Из разговоров с владыкой Афанасием особенно запомнился один. Я передал ему рассказ моего знакомого священника, присутствовавшего на вскрытии мощей одного великого русского святого и крайне смущенного тем, что нетленности действительно обнаружено не было, хотя внешне останкам была искусно придана форма сохранившегося тела. Передав этот рассказ, я сам со смущением ждал, как будет на него реагировать этот строжайший монах и обрядовер. Он помолчал, задумавшись, и вдруг сказал: "Когда мощи Александра Невского перевозили по повелению императора из Владимира в Петербург, они где-то по дороге попали в пожар и сильно пострадали. И вот было велено их восстановить скульптурно, так, чтобы никто ничего не подозревал". Потом еще помолчал и как-то еще тише добавил: "Один архиерей, когда я еще был молодым. говорил, что к концу мира должен исполниться над святыми закон: земля еси и в землю отыдеши". Много соблазнов было бы отстранено от немощных в вере, если бы такое понимание этого вопроса со стороны епископа было бы распространено.
Ни в первохристианстве, ни в последовавших за ним ближайших веках не было этой убежденности многих наших верующих в том, что если человек святой, он обязательно должен быть нетленным. Макарий Великий в IV веке вообще отрицал возможность для христиан нетления. "Если бы человек стал бессмертен и нетленен по телу, - писал он, - то целый мир, видя необычность дела, а именно что тела христиан не истлевают, преклонялся бы к добру по какой-то необходимости, а не по произвольному расположению" ("Слова". СПб. 1904, стр. 130). Вот как святые высоко оценивали свободу души!

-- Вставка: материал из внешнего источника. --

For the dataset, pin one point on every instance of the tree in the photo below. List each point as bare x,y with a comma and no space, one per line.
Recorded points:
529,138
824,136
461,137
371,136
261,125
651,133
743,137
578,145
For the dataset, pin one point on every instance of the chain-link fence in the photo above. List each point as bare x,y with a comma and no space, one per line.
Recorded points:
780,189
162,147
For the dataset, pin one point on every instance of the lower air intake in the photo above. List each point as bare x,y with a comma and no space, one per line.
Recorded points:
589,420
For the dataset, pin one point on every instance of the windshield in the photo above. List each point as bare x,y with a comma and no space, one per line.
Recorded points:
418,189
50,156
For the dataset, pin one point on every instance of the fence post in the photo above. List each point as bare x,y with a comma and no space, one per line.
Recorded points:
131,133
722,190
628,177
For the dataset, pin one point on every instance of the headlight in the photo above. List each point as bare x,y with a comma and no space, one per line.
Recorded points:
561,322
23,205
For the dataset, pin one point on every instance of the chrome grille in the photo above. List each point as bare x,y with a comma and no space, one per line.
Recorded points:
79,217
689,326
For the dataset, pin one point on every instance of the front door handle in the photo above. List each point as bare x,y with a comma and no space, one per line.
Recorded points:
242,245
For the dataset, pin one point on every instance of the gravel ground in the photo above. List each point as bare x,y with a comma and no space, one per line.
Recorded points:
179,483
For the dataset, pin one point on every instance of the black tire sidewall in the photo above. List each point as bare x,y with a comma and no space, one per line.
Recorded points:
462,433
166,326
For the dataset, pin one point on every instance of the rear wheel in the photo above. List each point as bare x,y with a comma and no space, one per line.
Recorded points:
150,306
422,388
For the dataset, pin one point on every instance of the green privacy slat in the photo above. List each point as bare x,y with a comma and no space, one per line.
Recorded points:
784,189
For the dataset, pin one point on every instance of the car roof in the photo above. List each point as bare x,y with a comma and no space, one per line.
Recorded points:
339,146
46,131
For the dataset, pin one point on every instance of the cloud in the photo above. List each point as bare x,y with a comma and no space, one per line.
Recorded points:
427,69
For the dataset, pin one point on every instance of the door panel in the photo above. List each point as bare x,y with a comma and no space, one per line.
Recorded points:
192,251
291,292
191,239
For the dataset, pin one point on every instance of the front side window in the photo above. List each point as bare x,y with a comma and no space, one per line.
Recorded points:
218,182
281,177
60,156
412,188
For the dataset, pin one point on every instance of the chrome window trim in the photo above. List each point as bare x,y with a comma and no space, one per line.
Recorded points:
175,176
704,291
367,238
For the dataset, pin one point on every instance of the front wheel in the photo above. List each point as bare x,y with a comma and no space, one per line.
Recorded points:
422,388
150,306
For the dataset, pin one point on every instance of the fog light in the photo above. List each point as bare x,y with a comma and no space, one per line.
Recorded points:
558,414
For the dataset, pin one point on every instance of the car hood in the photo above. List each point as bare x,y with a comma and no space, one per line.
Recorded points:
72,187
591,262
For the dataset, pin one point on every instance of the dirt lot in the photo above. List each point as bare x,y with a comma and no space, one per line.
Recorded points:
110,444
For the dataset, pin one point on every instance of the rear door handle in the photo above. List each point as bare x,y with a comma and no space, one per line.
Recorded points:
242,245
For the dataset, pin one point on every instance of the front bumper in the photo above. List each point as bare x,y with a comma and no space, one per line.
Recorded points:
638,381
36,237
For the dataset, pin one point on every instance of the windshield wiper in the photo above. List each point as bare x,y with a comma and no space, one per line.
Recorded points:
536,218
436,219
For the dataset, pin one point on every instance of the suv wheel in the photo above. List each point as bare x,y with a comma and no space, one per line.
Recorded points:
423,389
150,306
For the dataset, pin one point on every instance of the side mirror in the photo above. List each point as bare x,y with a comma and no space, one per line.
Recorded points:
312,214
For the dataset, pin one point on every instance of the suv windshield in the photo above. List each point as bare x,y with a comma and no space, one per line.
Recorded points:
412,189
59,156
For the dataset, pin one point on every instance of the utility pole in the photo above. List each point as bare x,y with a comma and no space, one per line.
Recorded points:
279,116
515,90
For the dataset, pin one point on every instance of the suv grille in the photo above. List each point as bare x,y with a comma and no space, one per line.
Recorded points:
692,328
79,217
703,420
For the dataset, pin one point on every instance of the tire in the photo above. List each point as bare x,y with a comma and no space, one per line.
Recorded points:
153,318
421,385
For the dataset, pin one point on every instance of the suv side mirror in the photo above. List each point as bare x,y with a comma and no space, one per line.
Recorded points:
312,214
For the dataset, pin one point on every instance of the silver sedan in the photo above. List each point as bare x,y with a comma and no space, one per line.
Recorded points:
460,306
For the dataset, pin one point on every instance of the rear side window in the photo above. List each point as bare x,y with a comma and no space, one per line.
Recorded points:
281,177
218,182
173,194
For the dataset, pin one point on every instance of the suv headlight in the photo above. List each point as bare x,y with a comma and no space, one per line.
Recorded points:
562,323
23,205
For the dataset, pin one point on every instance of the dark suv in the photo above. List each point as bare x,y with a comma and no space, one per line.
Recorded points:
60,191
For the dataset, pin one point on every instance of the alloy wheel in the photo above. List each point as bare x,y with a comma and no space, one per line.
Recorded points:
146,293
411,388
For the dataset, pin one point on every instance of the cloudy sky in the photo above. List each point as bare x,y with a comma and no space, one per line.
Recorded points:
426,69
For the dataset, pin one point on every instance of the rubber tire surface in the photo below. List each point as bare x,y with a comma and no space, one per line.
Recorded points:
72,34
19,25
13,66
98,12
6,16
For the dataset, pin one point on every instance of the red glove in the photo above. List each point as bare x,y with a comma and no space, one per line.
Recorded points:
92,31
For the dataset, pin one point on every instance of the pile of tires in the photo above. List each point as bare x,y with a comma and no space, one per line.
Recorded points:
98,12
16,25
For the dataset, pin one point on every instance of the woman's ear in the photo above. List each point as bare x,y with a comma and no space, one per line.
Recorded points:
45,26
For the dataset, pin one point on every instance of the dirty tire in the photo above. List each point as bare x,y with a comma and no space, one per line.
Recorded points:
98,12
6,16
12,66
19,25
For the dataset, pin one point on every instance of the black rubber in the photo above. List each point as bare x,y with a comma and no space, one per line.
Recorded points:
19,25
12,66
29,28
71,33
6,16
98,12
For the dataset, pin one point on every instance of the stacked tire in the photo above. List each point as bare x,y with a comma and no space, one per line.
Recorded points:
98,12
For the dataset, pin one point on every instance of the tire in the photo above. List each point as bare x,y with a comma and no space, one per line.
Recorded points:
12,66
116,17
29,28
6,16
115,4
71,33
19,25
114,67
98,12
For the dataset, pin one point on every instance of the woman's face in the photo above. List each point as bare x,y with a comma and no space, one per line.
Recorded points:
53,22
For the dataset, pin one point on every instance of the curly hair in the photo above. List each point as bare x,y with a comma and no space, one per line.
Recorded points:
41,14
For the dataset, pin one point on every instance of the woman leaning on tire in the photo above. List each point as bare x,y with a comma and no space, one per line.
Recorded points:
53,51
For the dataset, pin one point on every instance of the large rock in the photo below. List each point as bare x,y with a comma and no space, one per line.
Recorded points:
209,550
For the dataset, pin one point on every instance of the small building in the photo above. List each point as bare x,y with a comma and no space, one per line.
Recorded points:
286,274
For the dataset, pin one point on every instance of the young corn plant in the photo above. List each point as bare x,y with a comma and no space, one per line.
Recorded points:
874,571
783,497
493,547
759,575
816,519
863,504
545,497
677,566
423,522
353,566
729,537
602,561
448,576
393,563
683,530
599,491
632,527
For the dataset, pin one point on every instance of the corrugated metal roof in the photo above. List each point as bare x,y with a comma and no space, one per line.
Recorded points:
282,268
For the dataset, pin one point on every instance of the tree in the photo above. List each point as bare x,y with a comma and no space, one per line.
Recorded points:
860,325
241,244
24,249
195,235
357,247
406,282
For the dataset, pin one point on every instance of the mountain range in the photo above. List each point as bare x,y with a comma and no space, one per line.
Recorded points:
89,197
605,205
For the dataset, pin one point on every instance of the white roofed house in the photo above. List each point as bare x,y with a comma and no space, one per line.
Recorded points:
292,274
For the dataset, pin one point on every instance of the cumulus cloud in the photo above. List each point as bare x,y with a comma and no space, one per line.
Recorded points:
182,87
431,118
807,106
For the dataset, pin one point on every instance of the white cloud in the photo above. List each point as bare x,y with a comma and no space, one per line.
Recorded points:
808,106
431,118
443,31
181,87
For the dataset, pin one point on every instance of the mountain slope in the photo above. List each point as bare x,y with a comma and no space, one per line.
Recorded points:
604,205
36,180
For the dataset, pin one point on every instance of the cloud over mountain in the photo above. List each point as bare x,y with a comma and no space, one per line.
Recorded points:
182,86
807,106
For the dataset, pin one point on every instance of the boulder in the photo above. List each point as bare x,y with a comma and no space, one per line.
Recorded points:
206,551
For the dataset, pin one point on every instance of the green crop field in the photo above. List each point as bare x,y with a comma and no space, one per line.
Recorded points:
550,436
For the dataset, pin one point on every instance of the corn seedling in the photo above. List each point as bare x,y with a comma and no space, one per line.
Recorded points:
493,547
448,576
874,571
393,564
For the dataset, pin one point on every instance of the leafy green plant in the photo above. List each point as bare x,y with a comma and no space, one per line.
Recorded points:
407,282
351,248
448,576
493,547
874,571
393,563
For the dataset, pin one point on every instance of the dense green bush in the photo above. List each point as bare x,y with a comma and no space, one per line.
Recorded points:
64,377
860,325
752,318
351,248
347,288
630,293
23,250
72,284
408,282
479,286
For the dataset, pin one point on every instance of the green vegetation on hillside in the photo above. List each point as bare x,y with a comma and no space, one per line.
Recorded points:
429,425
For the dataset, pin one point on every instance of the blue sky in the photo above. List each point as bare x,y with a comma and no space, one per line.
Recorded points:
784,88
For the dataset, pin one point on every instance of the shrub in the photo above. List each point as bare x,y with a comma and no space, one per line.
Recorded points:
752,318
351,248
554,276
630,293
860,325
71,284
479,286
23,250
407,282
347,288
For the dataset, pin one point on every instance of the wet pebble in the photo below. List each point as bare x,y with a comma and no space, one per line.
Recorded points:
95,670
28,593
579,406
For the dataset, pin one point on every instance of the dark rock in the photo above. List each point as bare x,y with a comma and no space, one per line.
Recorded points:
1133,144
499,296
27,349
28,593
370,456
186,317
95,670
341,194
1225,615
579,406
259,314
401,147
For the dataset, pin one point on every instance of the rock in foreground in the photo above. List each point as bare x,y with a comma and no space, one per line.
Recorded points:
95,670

С.Н. Дурылин привез впервые меня и Колю в Абрамцево летом 1917 года. Тогда оно было еще совсем не музей, а большой дом, полный личной жизни владеющих им людей. Помню на террасе за чайным столом совсем уже старого Савву Ивановича Мамонтова. Но мамонтовскую эпоху дома в этот приезд и в последующие я как-то не замечал, в частности Врубеля, весь погружаясь в воздух аксаковского гнезда (с 1843 года Абрамцево было имением семьи Аксаковых и важным центром русской культурной жизни - В.П.), тогда еще совсем теплого. Я впервые попал в этот мир уходящей эпохи и полюбил его навсегда. Я ходил по дому и буквально нюхал необъяснимо милый мне запах какого-то навсегда теряемого покоя. Ночевал я не раз в отдельном домике уже мамонтовской эпохи, но там был простой стол у окна, а за окном парк, и хотелось писать за этим столом что-то очень спокойное, доброе и нужное всем, может быть, продолжение "Записок об ужении рыбы". Но все-таки и я понимал, что, возвышаясь над всем, что есть в этом доме, и будучи в центре его, сидела эта девочка с ясными глазами на удивительном портрете Серова.